For thirteen years, Nevia has wandered and searched, trading much of his life away for a desire, for a dream. He has been searching for the old man, sometimes known as the Godking. Mentioned only in folklore and legends, this individual is said to have the ability to change a man's fate. Through this search, Nevia has lived at best like a wanderer and at worst like a homeless vagrant. Recently, he has found himself staying in a new town and gravitating toward a barmaid called Linne. He's begun to wonder if he might be happy with her. But it's at this turning point where he would give up his search for Linne that he finally meets the mysterious old man and everything changes...
Legends of Rhine: The Godking by James Calderon is a fantasy novella, but at times it reads much more than that. In addition to a fantasy world of daggers and inns, there is the fiery hope and despair of Nevia's narration and the darkness of the dealings with the old man. Taken out of context of fantasy, this is a story more like something out of Stephen King's repertoire, a tale about men and their choices, the cruel manipulations of darkness, and the undeniable consequences of all choices. Even if you are not usually a fantasy fan, there's a story worth reading here.
Though it is worth your time, Legends of Rhine: The Godking is not without flaws. The first is the formatting. Paragraph indentations are not consistent - sometimes there are a few spaces, sometimes a few more, sometimes half the line, sometimes not at all. In a few cases this appears to be for emphasis, but in many others it seems to serve no purpose and is distraction. Luckily, this does not impede your ability to read the story in any way and I expect will be fixed in a future edition.
My second criticism is the best kind: I wanted more of Nevia's story. The conflict of Nevia is told in confession and dreams. Sometimes these flashbacks start in the middle of action and don't explain much of the intervening time since the last point in the story.

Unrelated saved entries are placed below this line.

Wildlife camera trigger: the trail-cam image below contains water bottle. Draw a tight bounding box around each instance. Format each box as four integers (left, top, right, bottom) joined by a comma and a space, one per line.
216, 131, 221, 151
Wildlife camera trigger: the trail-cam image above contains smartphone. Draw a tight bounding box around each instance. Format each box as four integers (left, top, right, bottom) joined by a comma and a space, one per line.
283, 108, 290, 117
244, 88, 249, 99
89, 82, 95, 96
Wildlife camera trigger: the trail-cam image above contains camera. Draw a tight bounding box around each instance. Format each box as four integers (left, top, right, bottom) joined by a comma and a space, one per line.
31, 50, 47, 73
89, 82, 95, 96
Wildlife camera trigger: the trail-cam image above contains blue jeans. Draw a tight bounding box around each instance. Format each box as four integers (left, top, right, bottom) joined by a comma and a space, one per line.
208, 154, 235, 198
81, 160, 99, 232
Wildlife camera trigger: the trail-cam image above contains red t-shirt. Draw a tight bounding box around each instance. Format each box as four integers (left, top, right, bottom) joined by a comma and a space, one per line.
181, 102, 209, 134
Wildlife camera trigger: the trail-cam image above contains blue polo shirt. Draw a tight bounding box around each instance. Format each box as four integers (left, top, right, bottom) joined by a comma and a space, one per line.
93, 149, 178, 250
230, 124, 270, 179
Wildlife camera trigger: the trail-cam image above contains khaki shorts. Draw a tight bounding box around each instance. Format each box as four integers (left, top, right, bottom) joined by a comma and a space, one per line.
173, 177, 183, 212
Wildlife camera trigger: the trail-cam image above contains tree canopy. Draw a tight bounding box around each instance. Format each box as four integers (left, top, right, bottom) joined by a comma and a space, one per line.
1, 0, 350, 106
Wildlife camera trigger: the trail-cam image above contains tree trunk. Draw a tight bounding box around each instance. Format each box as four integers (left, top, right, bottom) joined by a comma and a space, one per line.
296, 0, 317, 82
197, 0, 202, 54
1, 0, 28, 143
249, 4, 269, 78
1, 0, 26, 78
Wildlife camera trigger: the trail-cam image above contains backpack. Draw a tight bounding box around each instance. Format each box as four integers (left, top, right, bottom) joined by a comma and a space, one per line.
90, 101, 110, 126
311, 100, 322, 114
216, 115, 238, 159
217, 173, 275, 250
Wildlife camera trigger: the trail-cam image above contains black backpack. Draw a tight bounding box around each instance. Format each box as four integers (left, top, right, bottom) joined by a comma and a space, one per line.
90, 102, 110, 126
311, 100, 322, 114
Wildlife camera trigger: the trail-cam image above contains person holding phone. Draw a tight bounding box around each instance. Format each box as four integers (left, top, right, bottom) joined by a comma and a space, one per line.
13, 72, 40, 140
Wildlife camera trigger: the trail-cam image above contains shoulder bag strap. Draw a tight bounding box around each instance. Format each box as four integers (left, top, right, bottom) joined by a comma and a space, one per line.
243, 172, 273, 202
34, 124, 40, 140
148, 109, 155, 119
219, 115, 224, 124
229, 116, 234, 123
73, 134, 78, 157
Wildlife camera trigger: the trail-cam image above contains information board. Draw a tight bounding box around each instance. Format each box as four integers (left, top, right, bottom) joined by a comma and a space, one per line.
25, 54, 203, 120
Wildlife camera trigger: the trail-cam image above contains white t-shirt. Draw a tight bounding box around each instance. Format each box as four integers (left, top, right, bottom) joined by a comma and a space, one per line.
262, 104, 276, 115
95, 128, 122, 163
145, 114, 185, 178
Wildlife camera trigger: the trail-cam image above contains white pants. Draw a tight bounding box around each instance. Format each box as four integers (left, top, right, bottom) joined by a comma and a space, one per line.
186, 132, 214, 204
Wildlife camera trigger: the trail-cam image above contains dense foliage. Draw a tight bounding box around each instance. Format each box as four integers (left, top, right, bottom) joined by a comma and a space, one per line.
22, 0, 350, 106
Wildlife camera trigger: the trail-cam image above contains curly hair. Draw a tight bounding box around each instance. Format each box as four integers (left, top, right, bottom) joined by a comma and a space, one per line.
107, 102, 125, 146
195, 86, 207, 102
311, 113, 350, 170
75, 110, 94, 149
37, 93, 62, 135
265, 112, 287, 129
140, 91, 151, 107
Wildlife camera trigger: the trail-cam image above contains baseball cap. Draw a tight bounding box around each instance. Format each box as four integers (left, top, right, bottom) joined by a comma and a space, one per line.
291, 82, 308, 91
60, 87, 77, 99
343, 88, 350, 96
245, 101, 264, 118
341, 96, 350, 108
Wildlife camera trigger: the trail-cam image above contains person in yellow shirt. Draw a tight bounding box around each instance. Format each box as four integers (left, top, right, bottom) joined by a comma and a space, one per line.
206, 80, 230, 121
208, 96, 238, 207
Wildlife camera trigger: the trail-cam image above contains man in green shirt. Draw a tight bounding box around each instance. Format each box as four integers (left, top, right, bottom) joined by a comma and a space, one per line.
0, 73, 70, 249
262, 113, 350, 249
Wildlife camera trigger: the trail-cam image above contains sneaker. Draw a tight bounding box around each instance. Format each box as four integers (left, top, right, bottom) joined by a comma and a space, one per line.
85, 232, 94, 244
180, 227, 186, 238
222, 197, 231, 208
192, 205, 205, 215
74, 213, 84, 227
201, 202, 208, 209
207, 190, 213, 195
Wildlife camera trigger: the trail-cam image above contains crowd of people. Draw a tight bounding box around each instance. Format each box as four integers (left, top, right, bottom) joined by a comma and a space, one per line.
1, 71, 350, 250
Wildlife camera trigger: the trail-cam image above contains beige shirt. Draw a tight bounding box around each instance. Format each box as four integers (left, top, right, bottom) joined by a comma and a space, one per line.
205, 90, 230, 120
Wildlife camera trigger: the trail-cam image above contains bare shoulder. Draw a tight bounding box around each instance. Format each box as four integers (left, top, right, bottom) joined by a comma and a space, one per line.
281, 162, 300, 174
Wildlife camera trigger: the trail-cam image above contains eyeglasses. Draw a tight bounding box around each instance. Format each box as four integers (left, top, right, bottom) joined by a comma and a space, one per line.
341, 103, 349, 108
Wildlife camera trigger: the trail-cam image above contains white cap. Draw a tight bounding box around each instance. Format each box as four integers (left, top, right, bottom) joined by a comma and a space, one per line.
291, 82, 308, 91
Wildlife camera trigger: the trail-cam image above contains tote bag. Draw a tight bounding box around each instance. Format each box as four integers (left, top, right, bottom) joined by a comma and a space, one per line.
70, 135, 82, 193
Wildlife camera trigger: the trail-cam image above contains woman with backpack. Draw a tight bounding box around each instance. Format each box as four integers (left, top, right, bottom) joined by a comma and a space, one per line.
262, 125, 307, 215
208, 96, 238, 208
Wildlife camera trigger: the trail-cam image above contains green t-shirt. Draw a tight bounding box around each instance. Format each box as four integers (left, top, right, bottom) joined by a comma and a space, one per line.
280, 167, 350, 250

The dreams and confessions are interlaced through the story of a scholar J.T. and a young boy who have connections with Nevia. Though significant, these sections aren't as fascinating as Nevia's story and I wanted them to go quicker so I could get back to Nevia. I would love to have seen the Nevia story expanded with more details, more of his narrative.
To conclude, Legends of Rhine: The Godking is a worthwhile read despite minor issues. Nevia's narrative is strong and the story provocative. There is darkness behind the scenes which is intriguing and the mysterious villain is never oversold, remaining mysterious down until the last page. I recommend Legend of Rhine: The Godking for anyone looking for a quick read about the question of choice and the lure of darkness.